Although both prospective and retrospective studies provide valuable data, retrospective studies are more likely to contain elements of bias and confounding. One of the main elements of bias associated with retrospective studies is the inclusion of only those patients who completed a certain duration of treatment and were not lost to follow-up or did not discontinue treatment because of adverse events or other reasons. For example, the retrospective study by Cozzi et al. [6], which reported a GH response rate of 72 % and an IGF-1 response rate of 75 %, excluded an unreported number of patients who received octreotide LAR for less than 18 months. Had all patients who started on octreotide LAR been included in the analysis, the reported response rates may have been lower, as patients not reaching 18 months of therapy may have discontinued treatment because of non-response. Similarly, the retrospective comparison by Tutuncu et al. [14] of octreotide LAR and lanreotide Autogel in patients who had failed surgery reported that 64 % of octreotide LAR patients and 78 % of lanreotide Autogel patients had biochemical control after 18 months of treatment. However, the analysis retrospectively excluded all patients who had required a second operation or who had received additional medical treatment within 18 months of the initial surgery (i.e., probable non-responders to octreotide or lanreotide), thus artificially increasing response rates. As can be seen in Fig. 1, retrospective studies generally result in higher response rates, and the main reason is usually the retrospective exclusion of non-responders from the analysis.

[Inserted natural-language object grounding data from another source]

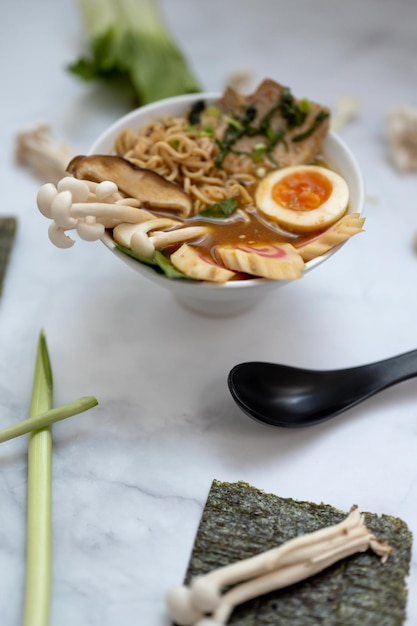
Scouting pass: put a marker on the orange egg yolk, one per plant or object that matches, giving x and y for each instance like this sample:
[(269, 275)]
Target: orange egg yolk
[(302, 191)]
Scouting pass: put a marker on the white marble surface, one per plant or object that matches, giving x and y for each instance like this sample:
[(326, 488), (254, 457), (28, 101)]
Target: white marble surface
[(131, 476)]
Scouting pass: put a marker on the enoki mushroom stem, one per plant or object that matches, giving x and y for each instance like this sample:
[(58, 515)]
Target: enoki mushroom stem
[(274, 569)]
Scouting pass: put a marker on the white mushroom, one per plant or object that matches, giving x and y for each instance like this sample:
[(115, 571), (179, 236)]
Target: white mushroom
[(61, 209), (79, 189), (44, 199), (89, 229), (58, 237), (105, 189), (100, 210), (87, 206), (146, 246), (274, 569), (122, 233)]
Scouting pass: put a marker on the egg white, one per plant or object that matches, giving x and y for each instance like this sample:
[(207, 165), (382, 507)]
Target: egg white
[(303, 221)]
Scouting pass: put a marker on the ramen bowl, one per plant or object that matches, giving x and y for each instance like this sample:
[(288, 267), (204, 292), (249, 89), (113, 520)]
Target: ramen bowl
[(233, 296)]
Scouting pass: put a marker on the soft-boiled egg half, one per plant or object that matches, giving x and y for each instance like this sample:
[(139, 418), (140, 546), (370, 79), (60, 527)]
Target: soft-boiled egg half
[(303, 198)]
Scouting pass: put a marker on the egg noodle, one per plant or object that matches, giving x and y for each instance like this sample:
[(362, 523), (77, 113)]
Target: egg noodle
[(182, 154)]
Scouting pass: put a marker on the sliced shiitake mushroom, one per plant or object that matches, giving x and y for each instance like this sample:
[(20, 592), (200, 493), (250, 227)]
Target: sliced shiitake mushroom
[(147, 186)]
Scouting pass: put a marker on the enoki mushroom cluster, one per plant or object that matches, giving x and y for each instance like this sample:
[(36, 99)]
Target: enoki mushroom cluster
[(205, 603)]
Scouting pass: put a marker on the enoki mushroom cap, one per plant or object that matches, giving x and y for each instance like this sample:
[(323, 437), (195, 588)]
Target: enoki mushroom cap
[(79, 189), (180, 608), (90, 230), (58, 237), (60, 210)]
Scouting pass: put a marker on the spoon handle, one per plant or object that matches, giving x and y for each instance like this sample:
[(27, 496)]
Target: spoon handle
[(395, 369)]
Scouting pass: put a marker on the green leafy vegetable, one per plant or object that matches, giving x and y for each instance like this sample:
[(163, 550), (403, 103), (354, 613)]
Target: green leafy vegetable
[(196, 109), (221, 209), (320, 117), (7, 236), (159, 262), (130, 43)]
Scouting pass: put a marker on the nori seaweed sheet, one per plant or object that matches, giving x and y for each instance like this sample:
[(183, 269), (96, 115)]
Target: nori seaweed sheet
[(7, 234), (240, 521)]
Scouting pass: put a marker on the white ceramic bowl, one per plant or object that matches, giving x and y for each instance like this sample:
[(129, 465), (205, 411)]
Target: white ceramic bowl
[(233, 297)]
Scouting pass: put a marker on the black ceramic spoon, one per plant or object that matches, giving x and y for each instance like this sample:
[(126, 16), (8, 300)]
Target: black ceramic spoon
[(290, 397)]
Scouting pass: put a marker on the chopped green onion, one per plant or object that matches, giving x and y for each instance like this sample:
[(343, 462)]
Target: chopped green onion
[(221, 209), (48, 418)]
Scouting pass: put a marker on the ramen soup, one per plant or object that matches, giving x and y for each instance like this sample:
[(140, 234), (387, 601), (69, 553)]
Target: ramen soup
[(233, 190)]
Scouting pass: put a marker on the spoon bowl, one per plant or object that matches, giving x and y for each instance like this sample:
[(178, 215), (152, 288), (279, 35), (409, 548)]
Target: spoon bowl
[(291, 397)]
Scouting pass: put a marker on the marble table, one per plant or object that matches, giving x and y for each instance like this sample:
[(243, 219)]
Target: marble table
[(130, 478)]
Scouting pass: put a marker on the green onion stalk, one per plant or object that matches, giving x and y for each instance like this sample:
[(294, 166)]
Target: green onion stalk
[(39, 491)]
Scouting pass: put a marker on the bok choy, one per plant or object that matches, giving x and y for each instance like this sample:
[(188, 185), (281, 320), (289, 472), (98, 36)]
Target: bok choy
[(130, 44)]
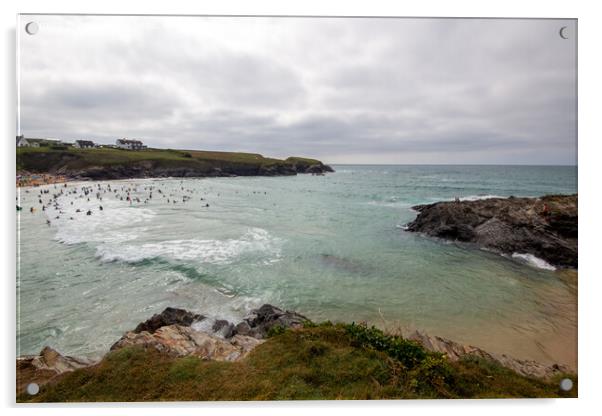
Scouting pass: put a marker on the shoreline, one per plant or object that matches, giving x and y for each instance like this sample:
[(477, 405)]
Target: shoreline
[(178, 333)]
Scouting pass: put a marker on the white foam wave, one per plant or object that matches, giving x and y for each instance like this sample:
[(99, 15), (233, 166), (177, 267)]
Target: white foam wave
[(107, 225), (203, 251), (478, 197), (531, 260)]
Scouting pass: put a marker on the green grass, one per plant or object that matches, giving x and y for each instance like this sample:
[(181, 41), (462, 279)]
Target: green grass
[(317, 362), (48, 159)]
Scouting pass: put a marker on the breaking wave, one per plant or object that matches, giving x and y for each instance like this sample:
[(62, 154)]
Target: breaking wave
[(255, 240), (533, 261)]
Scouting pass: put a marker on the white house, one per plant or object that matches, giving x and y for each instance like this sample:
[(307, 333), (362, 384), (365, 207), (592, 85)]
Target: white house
[(84, 144), (22, 142), (130, 144)]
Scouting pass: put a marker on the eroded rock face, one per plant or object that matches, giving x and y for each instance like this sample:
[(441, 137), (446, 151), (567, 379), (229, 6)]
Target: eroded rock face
[(455, 351), (170, 316), (259, 321), (545, 227), (181, 341)]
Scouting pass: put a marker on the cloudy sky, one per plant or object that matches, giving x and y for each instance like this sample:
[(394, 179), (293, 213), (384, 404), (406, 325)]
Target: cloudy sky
[(342, 90)]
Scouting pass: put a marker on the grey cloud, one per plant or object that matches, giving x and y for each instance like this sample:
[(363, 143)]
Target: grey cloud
[(357, 90)]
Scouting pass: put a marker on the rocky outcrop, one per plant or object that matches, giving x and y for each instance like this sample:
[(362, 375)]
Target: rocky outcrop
[(170, 316), (455, 352), (258, 323), (545, 227), (181, 341), (44, 367), (180, 333), (174, 332), (148, 169)]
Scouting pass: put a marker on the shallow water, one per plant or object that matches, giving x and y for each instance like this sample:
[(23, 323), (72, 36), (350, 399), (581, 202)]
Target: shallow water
[(331, 247)]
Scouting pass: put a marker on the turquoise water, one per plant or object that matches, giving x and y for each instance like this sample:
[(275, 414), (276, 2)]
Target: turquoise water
[(331, 247)]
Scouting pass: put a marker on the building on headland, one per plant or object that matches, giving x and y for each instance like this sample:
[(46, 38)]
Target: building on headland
[(84, 144), (23, 142), (31, 142), (130, 144)]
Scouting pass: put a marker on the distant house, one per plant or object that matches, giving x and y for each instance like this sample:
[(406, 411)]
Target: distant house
[(130, 144), (23, 142), (43, 142), (84, 144)]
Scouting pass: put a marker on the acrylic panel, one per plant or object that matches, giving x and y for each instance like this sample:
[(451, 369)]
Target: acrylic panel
[(282, 208)]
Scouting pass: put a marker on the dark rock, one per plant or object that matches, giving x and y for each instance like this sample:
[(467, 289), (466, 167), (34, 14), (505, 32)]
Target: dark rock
[(545, 227), (170, 316), (259, 321), (223, 328)]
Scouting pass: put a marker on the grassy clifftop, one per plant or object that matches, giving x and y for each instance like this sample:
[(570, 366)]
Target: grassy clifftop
[(112, 163), (323, 361)]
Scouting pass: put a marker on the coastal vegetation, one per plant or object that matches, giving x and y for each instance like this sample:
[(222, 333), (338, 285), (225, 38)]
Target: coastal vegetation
[(317, 361), (114, 163)]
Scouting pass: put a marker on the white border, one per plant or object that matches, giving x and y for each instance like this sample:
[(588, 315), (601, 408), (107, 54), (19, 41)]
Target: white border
[(589, 174)]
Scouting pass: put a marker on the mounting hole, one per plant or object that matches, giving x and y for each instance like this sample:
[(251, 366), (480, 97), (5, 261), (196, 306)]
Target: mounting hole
[(33, 389), (32, 28), (566, 384)]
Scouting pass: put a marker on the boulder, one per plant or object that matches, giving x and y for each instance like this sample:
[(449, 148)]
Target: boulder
[(223, 328), (170, 316), (181, 341), (544, 227), (259, 321)]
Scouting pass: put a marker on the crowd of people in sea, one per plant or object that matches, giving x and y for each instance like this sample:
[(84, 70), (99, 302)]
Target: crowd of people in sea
[(130, 194)]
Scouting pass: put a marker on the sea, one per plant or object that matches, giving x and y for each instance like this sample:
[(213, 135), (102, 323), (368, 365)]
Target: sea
[(330, 247)]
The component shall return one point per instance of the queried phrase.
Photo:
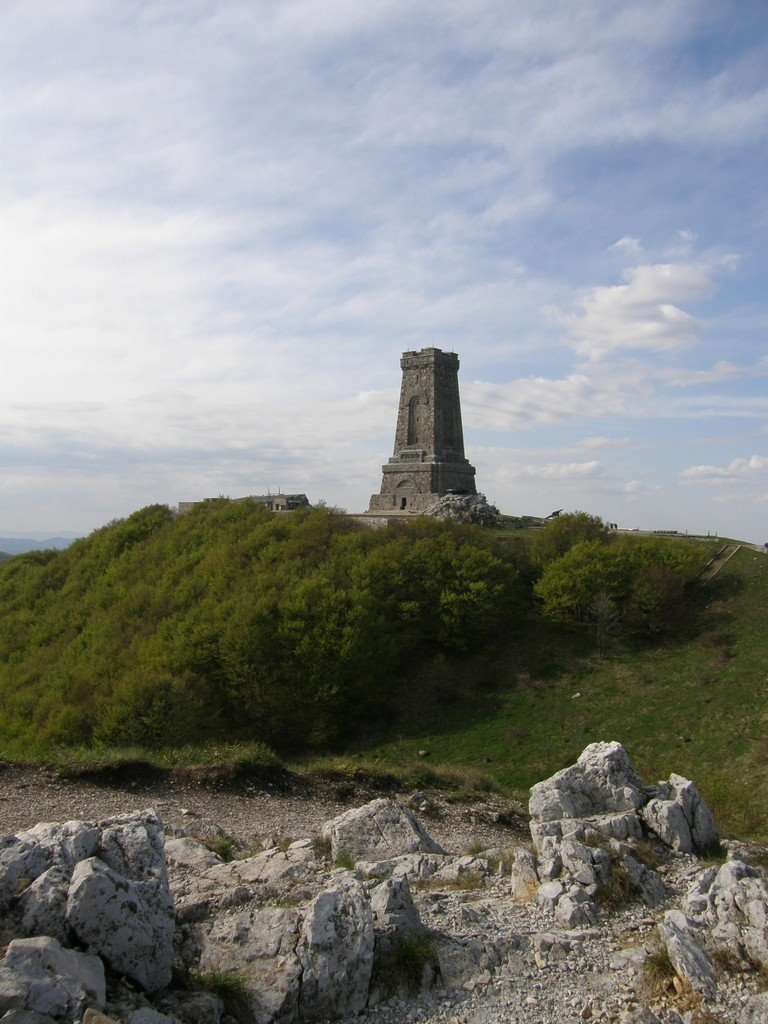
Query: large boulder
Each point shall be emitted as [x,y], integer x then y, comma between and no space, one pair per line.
[602,781]
[731,906]
[38,976]
[260,946]
[20,862]
[65,843]
[680,817]
[307,964]
[378,830]
[687,953]
[336,952]
[128,923]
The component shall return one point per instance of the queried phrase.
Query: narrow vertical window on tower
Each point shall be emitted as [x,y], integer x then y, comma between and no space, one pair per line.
[413,420]
[428,460]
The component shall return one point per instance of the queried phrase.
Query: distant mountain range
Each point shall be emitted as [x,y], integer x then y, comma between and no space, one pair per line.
[38,542]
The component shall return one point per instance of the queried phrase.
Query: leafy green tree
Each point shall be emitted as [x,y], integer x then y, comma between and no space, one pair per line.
[559,536]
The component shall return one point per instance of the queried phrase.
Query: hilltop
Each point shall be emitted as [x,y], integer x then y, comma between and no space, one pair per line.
[498,653]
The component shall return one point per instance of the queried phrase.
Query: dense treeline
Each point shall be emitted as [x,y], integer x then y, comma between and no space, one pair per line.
[232,623]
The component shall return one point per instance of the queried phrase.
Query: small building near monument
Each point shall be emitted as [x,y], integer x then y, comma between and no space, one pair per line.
[428,460]
[275,503]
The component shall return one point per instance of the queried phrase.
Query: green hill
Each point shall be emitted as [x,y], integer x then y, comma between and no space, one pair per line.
[695,704]
[497,651]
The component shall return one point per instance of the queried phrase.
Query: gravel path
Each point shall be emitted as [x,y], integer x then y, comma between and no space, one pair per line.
[544,977]
[248,811]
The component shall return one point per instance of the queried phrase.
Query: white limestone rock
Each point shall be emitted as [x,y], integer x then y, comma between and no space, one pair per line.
[524,878]
[686,952]
[189,855]
[128,923]
[737,910]
[44,904]
[459,867]
[336,951]
[393,908]
[269,868]
[20,862]
[39,976]
[576,909]
[548,894]
[65,843]
[410,865]
[133,845]
[756,1010]
[378,830]
[680,816]
[601,781]
[260,946]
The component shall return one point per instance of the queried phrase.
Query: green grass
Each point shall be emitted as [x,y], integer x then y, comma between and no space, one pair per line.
[696,706]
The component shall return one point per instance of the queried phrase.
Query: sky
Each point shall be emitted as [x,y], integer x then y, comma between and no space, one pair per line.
[224,220]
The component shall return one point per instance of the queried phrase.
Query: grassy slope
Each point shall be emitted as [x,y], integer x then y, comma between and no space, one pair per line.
[697,707]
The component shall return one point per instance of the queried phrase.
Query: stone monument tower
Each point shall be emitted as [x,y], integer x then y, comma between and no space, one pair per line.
[428,460]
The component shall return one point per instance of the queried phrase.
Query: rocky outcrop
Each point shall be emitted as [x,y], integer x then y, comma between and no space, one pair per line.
[39,976]
[380,829]
[588,822]
[730,905]
[117,918]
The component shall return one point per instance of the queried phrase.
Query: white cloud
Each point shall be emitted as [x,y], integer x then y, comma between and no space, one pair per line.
[738,471]
[641,315]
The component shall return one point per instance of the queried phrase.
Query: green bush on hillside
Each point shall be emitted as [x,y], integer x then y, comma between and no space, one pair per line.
[230,622]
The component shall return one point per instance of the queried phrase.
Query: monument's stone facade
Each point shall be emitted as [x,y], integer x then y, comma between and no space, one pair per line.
[428,460]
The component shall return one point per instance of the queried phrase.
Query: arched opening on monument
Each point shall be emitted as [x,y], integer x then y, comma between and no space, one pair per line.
[403,496]
[413,420]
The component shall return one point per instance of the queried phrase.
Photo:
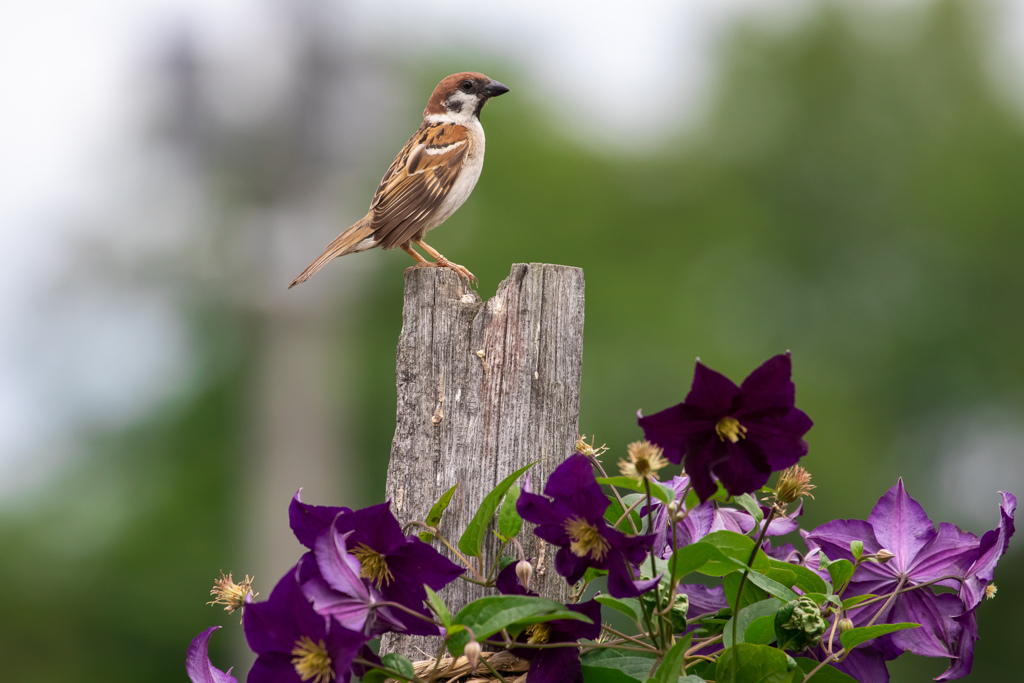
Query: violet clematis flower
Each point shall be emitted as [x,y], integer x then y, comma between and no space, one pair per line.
[738,434]
[198,664]
[394,564]
[573,519]
[296,644]
[947,557]
[993,544]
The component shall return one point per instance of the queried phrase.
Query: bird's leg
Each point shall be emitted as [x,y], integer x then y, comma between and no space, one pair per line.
[420,261]
[444,263]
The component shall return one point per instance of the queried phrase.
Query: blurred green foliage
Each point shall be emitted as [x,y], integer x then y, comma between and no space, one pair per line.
[852,195]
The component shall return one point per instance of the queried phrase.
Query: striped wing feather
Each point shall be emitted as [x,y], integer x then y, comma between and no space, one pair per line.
[417,183]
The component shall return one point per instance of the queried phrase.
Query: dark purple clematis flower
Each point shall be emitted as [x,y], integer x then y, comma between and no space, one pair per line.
[949,557]
[573,519]
[394,564]
[294,643]
[330,578]
[397,565]
[738,434]
[308,521]
[558,665]
[198,664]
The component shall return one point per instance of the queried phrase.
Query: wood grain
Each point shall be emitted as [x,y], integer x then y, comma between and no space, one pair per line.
[482,390]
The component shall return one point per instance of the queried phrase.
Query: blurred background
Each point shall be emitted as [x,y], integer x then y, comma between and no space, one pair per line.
[736,178]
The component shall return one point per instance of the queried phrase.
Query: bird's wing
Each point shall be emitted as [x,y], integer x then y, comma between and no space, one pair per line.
[417,182]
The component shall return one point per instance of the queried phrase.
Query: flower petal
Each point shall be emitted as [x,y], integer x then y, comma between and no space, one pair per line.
[769,386]
[713,392]
[901,525]
[198,664]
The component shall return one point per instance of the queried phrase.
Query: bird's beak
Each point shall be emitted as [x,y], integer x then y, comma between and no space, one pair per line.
[495,88]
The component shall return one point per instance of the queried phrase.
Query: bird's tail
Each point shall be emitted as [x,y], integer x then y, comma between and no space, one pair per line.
[346,243]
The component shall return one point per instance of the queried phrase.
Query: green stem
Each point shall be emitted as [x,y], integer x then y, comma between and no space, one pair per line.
[742,582]
[614,492]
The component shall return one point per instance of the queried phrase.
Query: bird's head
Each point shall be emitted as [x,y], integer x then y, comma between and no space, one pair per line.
[461,96]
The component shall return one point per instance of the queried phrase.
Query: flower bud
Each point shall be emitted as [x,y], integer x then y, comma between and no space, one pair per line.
[472,652]
[794,483]
[883,556]
[524,570]
[799,625]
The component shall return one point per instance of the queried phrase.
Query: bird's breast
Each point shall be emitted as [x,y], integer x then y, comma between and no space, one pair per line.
[466,180]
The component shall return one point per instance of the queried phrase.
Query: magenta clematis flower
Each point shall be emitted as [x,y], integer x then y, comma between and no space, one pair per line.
[947,557]
[198,664]
[738,434]
[570,515]
[294,643]
[395,565]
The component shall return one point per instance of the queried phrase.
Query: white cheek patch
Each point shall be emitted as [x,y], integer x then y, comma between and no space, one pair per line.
[461,105]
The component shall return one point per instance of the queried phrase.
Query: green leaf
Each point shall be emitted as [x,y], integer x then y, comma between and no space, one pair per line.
[472,539]
[400,664]
[756,664]
[693,557]
[857,599]
[735,546]
[807,581]
[657,491]
[629,606]
[771,587]
[607,675]
[761,631]
[751,595]
[855,637]
[438,606]
[434,516]
[857,548]
[633,668]
[825,674]
[489,614]
[841,570]
[752,506]
[784,577]
[672,665]
[614,511]
[509,521]
[748,614]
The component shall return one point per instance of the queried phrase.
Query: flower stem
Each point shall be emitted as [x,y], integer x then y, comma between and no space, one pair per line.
[742,582]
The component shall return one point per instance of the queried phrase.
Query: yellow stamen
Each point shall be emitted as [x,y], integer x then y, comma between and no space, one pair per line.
[645,460]
[311,660]
[729,428]
[794,483]
[373,565]
[232,596]
[586,539]
[539,634]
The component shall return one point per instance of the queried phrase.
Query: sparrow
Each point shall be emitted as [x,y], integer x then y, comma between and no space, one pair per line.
[429,179]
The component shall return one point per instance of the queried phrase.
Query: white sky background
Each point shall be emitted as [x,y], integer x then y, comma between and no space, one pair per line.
[69,72]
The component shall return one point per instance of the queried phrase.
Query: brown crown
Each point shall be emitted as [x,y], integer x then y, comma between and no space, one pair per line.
[448,85]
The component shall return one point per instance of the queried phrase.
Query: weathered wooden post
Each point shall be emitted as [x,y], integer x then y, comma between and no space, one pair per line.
[483,389]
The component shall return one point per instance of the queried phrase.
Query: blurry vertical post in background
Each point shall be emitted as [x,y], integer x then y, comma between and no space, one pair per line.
[483,390]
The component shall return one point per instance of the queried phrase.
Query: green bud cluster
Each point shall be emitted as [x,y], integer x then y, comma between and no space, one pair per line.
[799,625]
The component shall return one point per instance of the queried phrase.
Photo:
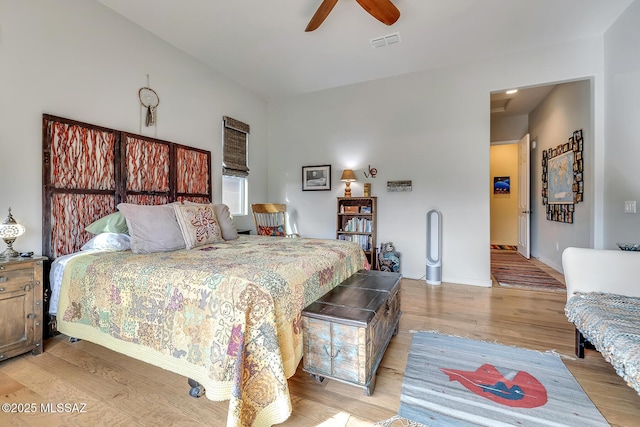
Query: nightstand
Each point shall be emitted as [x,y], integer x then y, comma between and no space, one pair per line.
[21,307]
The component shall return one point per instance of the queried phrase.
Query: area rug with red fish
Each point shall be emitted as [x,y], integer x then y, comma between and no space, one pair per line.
[511,269]
[453,381]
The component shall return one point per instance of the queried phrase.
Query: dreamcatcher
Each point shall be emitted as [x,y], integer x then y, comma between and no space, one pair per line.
[149,100]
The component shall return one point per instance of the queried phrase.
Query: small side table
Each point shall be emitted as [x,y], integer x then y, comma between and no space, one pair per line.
[21,306]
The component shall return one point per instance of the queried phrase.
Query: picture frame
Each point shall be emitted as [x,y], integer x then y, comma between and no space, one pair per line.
[563,179]
[316,178]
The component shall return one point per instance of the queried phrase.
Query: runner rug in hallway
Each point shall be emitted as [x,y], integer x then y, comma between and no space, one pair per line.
[452,381]
[513,270]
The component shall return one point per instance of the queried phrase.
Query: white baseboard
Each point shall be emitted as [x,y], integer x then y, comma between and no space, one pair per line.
[551,264]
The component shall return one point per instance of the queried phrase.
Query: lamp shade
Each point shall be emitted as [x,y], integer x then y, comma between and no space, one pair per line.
[348,176]
[10,229]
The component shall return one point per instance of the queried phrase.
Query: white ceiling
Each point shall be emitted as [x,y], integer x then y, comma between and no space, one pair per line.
[261,44]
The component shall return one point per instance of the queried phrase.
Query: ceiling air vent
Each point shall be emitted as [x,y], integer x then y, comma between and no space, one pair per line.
[387,40]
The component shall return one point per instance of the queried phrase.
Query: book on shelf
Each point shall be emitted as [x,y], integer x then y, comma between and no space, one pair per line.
[361,239]
[361,225]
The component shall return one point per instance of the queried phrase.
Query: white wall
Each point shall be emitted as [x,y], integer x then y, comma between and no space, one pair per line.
[567,108]
[510,128]
[80,60]
[430,127]
[622,180]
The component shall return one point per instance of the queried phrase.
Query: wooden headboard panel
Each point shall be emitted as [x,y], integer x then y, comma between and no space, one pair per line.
[87,170]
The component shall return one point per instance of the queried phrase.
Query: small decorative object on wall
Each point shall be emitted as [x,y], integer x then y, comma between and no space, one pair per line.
[399,185]
[388,258]
[371,173]
[562,178]
[367,189]
[316,178]
[348,176]
[501,185]
[149,101]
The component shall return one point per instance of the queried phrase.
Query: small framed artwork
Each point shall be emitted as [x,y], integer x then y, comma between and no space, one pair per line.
[316,178]
[501,185]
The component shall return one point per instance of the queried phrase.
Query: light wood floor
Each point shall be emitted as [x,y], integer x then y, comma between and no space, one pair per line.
[120,391]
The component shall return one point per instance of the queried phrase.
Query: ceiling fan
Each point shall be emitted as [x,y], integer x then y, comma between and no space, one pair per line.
[383,10]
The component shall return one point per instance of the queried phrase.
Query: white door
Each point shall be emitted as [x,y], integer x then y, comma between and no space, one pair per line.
[524,188]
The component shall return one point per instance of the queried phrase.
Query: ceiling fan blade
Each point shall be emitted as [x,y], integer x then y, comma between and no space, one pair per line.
[383,10]
[321,14]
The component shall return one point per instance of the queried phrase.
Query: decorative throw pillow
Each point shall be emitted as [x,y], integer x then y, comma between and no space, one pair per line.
[271,231]
[108,242]
[113,223]
[198,224]
[152,228]
[225,220]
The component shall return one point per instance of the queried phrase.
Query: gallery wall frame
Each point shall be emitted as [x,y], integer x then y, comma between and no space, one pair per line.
[563,178]
[316,178]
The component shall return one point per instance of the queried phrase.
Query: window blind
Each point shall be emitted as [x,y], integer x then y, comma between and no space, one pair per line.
[234,152]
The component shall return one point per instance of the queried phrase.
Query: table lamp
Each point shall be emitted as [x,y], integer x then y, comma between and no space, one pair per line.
[10,230]
[348,176]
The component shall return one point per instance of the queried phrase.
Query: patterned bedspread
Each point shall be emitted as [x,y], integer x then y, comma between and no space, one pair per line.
[612,324]
[226,315]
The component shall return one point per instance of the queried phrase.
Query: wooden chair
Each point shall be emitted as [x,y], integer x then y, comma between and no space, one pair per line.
[271,219]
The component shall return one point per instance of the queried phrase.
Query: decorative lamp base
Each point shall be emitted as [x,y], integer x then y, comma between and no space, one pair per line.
[347,190]
[9,252]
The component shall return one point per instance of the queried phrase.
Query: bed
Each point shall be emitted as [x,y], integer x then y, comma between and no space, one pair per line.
[225,313]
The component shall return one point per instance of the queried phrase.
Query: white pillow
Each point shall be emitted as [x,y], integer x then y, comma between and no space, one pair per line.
[108,242]
[153,228]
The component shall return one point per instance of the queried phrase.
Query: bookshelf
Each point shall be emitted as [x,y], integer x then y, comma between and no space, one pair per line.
[357,223]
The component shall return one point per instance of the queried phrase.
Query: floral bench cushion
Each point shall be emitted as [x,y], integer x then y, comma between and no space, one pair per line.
[612,324]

Per protocol or intention to treat

However, many prospective studies also exclude patients who did not complete the study. For example, the prospective, 1-year follow-up study of lanreotide Autogel by Caron et al. [29] enrolled 130 patients previously treated with surgery and/or lanreotide Autogel, yet nine patients were excluded from the final analysis of biochemical control. Although the reasons for exclusion from the analysis may appear valid from a clinical practice perspective, for example, patients dropped out before the first efficacy analysis or withdrew consent to remain on treatment, these patients should be included as non-responders in an intention-to-treat (ITT) analysis. Therefore, although the study reported that 43 % (52/121) of the ITT population achieved biochemical control [29], the actual response rate was 40 % (52/130) (Table 2).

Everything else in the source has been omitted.